Shamit Saha, a director with the real estate advisory and investment banking firm Llenrock Group, is part of this development. He started investing in Philadelphia real estate in 2009.
“We had a few single-family homes we bought -- I’m not gong to call it whimsically, but trial and error -- with another group,” Saha said.
In 2012 and 2013, Saha could buy some of the homes for $30,000 to $40,000, which could be renovated for around $20,000 and then rented. It was an inexpensive process.
“We thought, ‘why aren’t we buying these hand over fist?’” said Saha. “That is what we started to do.”
The purchase of properties in financial distress is not the only explanation for a city having a high rate of cash sales. High-income earners, for example, who have a lot of money on hand might purchase a home without having to take out a mortgage.
“The other missing piece of the puzzle is young first-time home buyers,” said Kevin Gillen, an economist at the University of Pennsylvania. Many young people who might otherwise purchase a home with a mortgage are instead saddled with student debt, for example, and stuck in the rental market. This leaves more room for other buyers more likely to pay cash.
And some of the data is difficult to fully explain. While Philadelphia’s cash home sale rate is consistently above the national average, there was a major spike in January where the rate jumped to 61 percent from 46 percent in December. This jump pushed Philadelphia to lead the country.
Molly Boesel, a senior economist with CoreLogic, could not explain what caused the spike, but said home sales can be seasonal and there has already been a small decrease in March.
“From here I would expect it to decrease,” Boesel said. Last year, the rate decreased somewhat as summer approached.
Signs of the booming cash home sale business are visible throughout the city’s changing neighborhoods. Signs are plastered on old buildings and posted on telephone poles, often printed in a style similar to yard signs, advertising that by calling a number, a resident can sell their home for cash. Other companies advertise online that they will buy your property.

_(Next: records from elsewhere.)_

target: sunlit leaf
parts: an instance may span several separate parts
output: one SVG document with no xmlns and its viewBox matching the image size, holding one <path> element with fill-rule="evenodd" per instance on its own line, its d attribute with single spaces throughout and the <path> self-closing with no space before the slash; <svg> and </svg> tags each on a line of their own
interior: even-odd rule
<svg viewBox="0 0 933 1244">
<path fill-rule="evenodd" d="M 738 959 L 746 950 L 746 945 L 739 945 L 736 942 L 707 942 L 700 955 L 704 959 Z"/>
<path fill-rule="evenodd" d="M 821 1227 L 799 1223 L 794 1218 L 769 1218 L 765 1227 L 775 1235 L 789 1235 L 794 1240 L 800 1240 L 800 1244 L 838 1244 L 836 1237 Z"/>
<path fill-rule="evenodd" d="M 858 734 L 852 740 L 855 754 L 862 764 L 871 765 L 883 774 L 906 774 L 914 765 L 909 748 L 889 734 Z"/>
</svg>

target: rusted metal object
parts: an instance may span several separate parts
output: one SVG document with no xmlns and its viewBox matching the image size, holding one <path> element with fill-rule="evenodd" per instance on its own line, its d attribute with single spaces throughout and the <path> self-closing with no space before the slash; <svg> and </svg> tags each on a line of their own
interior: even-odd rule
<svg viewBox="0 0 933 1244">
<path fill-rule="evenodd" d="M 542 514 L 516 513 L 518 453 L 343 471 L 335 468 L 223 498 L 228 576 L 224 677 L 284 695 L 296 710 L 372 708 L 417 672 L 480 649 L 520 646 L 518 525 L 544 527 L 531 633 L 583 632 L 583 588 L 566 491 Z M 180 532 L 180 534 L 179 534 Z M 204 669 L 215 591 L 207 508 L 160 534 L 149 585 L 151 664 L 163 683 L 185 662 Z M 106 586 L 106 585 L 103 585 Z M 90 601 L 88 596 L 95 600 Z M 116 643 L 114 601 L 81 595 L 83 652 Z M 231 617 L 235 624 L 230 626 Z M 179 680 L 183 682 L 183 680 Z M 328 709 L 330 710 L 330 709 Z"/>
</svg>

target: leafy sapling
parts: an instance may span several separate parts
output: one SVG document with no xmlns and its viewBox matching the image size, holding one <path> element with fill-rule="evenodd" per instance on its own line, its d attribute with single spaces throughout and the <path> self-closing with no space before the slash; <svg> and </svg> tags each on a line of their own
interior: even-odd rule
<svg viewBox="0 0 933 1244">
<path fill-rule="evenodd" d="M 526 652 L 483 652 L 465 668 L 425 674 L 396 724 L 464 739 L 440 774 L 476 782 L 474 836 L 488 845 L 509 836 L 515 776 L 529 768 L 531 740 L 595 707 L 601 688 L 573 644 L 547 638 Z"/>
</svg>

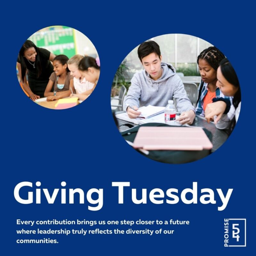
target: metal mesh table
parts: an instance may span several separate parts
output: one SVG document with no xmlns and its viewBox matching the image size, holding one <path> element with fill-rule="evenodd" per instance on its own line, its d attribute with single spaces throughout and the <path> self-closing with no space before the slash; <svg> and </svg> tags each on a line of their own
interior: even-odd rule
<svg viewBox="0 0 256 256">
<path fill-rule="evenodd" d="M 132 123 L 118 118 L 117 119 L 118 124 L 119 131 L 120 132 L 124 132 L 137 126 L 137 124 Z M 212 142 L 213 146 L 212 149 L 212 152 L 214 152 L 219 148 L 228 137 L 226 131 L 217 129 L 214 124 L 212 123 L 208 124 L 205 120 L 199 116 L 197 116 L 196 117 L 192 125 L 205 128 L 212 133 Z"/>
</svg>

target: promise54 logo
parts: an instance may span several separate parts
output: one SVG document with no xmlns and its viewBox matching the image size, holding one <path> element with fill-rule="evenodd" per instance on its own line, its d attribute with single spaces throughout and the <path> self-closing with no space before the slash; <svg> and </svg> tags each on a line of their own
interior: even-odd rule
<svg viewBox="0 0 256 256">
<path fill-rule="evenodd" d="M 224 219 L 224 246 L 246 246 L 246 219 Z"/>
</svg>

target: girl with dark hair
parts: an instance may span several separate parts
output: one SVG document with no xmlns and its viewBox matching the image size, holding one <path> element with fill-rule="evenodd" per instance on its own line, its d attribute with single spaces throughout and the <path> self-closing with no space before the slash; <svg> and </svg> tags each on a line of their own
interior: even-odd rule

“There are a lot of neighborhoods that are turning over,” said Yuter. His company Home Cash Guys predominately advertises online and sells the purchased properties to other investors.

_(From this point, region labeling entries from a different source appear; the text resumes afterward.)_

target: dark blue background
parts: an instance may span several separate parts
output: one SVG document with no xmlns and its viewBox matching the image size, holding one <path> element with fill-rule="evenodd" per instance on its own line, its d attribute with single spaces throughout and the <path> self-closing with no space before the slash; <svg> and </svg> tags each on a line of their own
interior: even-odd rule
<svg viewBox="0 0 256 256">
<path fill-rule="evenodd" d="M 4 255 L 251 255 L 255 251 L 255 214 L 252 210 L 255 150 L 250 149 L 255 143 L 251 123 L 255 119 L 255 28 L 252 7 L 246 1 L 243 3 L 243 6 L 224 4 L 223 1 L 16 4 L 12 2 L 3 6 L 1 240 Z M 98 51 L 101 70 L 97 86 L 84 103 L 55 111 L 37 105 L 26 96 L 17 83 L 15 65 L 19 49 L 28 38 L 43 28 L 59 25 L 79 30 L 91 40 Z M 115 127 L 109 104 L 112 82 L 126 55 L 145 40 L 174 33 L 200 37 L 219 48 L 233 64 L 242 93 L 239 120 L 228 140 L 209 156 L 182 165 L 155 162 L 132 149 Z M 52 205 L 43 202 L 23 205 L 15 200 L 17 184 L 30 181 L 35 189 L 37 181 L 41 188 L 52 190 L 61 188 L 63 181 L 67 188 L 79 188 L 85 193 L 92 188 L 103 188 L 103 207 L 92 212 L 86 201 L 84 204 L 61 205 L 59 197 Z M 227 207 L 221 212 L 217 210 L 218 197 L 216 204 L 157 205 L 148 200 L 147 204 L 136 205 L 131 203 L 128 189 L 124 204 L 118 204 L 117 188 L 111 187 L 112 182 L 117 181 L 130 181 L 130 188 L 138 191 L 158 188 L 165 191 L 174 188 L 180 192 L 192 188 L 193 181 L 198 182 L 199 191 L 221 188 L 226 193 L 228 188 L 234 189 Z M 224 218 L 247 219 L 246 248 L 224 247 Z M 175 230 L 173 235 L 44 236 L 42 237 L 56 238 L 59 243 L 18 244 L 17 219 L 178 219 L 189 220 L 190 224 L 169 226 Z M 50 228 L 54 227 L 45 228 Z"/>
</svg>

“We are attracting the client who has properties that have been vacant for years,” he said. The properties are “in need of a lot of repairs and [the owner] doesn't want to spend the time or money to fix [it] up.”
Allan Domb, president of the Greater Philadelphia Association of Realtors, said consumers need to be careful in this market and wary of speculators trying to quickly flip properties. He said even if the property owner needs money fast, they should check with a realtor to make sure any offer is fair.

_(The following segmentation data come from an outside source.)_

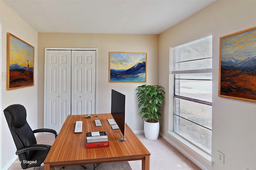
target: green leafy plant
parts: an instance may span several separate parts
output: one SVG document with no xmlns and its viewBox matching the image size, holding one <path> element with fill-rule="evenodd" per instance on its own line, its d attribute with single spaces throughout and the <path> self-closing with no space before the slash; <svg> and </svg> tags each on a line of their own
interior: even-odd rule
<svg viewBox="0 0 256 170">
<path fill-rule="evenodd" d="M 149 122 L 154 122 L 159 119 L 161 104 L 164 99 L 164 88 L 158 85 L 142 85 L 136 89 L 138 92 L 138 107 L 143 106 L 140 115 L 142 119 L 148 118 Z"/>
</svg>

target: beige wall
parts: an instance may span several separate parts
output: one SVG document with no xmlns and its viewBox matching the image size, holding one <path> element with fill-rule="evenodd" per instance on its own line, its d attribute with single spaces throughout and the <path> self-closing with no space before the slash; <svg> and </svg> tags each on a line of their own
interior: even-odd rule
<svg viewBox="0 0 256 170">
<path fill-rule="evenodd" d="M 126 123 L 132 129 L 143 131 L 138 114 L 136 88 L 141 83 L 109 83 L 108 52 L 147 53 L 147 83 L 158 83 L 158 35 L 82 33 L 38 33 L 38 126 L 44 125 L 44 50 L 46 47 L 96 48 L 98 49 L 97 103 L 98 113 L 110 113 L 111 91 L 126 95 Z"/>
<path fill-rule="evenodd" d="M 172 93 L 168 82 L 169 47 L 207 34 L 213 35 L 212 160 L 213 166 L 176 141 L 167 132 L 173 129 L 173 100 L 166 99 L 161 133 L 209 169 L 255 169 L 256 158 L 256 105 L 252 102 L 218 96 L 219 38 L 256 26 L 256 1 L 218 1 L 200 12 L 161 33 L 159 36 L 158 82 Z M 256 55 L 256 54 L 255 54 Z M 169 103 L 169 106 L 167 104 Z M 169 107 L 170 107 L 170 108 Z M 168 119 L 170 124 L 168 124 Z M 217 151 L 224 154 L 225 164 Z"/>
<path fill-rule="evenodd" d="M 17 157 L 15 154 L 16 149 L 9 130 L 6 119 L 2 111 L 8 106 L 12 104 L 23 105 L 27 111 L 27 121 L 34 129 L 37 125 L 37 91 L 38 91 L 38 32 L 22 19 L 19 16 L 6 5 L 0 1 L 0 22 L 2 24 L 2 71 L 6 70 L 6 34 L 10 32 L 35 47 L 34 82 L 34 86 L 6 90 L 6 81 L 2 81 L 2 107 L 1 114 L 2 121 L 1 137 L 2 145 L 1 156 L 2 165 L 0 169 L 4 169 L 10 165 L 6 161 L 11 160 Z M 2 72 L 1 73 L 2 76 Z"/>
</svg>

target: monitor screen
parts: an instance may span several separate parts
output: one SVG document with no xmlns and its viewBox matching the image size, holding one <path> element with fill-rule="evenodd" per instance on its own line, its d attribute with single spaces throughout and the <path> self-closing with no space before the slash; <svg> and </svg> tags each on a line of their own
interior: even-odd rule
<svg viewBox="0 0 256 170">
<path fill-rule="evenodd" d="M 112 90 L 111 94 L 111 114 L 119 127 L 125 141 L 125 95 Z M 118 141 L 122 139 L 118 139 Z"/>
</svg>

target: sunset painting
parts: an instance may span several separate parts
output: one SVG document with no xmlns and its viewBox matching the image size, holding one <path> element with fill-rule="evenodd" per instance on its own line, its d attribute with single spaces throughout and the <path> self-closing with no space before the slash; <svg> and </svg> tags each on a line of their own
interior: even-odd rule
<svg viewBox="0 0 256 170">
<path fill-rule="evenodd" d="M 256 102 L 256 27 L 220 38 L 219 96 Z"/>
<path fill-rule="evenodd" d="M 147 53 L 109 52 L 110 82 L 146 82 Z"/>
<path fill-rule="evenodd" d="M 8 33 L 8 90 L 34 86 L 34 47 Z"/>
</svg>

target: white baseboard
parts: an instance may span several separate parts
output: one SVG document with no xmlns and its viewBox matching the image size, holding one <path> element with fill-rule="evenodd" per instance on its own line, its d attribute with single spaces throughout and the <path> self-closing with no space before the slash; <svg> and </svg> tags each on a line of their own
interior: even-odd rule
<svg viewBox="0 0 256 170">
<path fill-rule="evenodd" d="M 132 131 L 135 134 L 141 134 L 142 133 L 144 133 L 144 131 Z"/>
<path fill-rule="evenodd" d="M 170 133 L 170 132 L 169 132 Z M 160 134 L 160 136 L 164 139 L 165 140 L 166 140 L 167 142 L 168 142 L 170 144 L 172 145 L 174 147 L 178 149 L 180 152 L 182 154 L 183 154 L 185 156 L 188 158 L 190 160 L 193 162 L 195 164 L 197 165 L 199 168 L 203 170 L 208 170 L 209 169 L 212 169 L 212 168 L 209 169 L 209 168 L 206 167 L 203 164 L 202 162 L 200 162 L 198 160 L 196 159 L 194 156 L 194 155 L 196 155 L 197 156 L 200 156 L 202 158 L 202 159 L 204 159 L 205 160 L 206 164 L 209 165 L 209 166 L 210 167 L 212 167 L 212 164 L 213 162 L 212 162 L 210 160 L 209 160 L 210 158 L 206 158 L 205 156 L 200 155 L 198 153 L 197 153 L 196 151 L 194 150 L 192 150 L 192 149 L 191 148 L 189 148 L 189 147 L 188 147 L 186 145 L 185 145 L 182 143 L 182 141 L 180 142 L 180 143 L 182 144 L 182 145 L 184 145 L 184 147 L 181 147 L 180 146 L 177 145 L 176 143 L 170 140 L 169 138 L 167 138 L 166 137 L 162 135 L 162 134 Z M 177 139 L 178 140 L 179 139 Z M 194 153 L 194 155 L 192 155 L 192 154 L 190 154 L 186 150 L 186 149 L 189 150 L 190 151 L 192 151 Z"/>
</svg>

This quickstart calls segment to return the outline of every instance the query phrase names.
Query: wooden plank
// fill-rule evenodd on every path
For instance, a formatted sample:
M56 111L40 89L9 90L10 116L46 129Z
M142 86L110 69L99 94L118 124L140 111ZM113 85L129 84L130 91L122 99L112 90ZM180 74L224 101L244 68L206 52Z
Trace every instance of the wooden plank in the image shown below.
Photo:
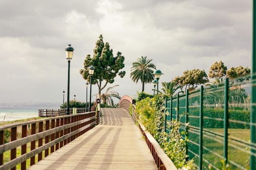
M28 169L157 170L128 111L101 109L99 125Z

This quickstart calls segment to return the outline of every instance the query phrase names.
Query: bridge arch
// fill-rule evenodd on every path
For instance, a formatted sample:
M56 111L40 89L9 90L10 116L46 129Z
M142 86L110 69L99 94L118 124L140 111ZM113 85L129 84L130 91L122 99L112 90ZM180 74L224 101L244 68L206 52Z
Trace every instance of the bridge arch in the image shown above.
M131 96L126 95L120 99L118 103L118 108L123 108L132 111L132 115L135 120L137 120L137 114L135 111L135 104L136 101Z

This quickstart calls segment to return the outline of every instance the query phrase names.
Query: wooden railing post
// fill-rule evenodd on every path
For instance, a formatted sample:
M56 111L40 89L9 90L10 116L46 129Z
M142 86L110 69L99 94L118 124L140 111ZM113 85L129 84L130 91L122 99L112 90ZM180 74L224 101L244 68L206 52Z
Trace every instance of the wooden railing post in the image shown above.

“Be very cautious,” Domb said.
In general, however, Domb said Philadelphia’s developers are taking advantages of opportunities to expand into new areas of the city. And Philadelphia’s comparatively lower property values are an asset.
“Philadelphia isn't as expensive as Washington D.C. or San Francisco,” said Adam DeSanctis, an economic issues media manager with the National Association of Realtors. Buyers swoop in hoping that property values rise, he said.
In addition to low property values, Saha said the quality of the tenant in Philadelphia was important.
“If you look at Philadelphia, when you get someone who is paying $850 [a month], you have to have your head on your shoulders to a certain extent,” Saha said, adding that this meant that owners were less likely to be stuck with delinquent renters.
There are real estate taxes that must be paid but overall, the expenses in Philadelphia were pretty good -- property taxes were often low enough for the deals to make sense, said Saha.
It’s hard to predict how long the market will last.
“We do definitely see an increase in people buying properties,” said Yuter. “We also see an increase in what people are paying in various neighborhoods.”
Perry GraBois owns Jag One Properties LLC, which focuses on developing Point Breeze. He said that while the market is still good, the properties that gave developers high profits with little effort are harder to find.
"Everybody now is jumping into the game," said GraBois.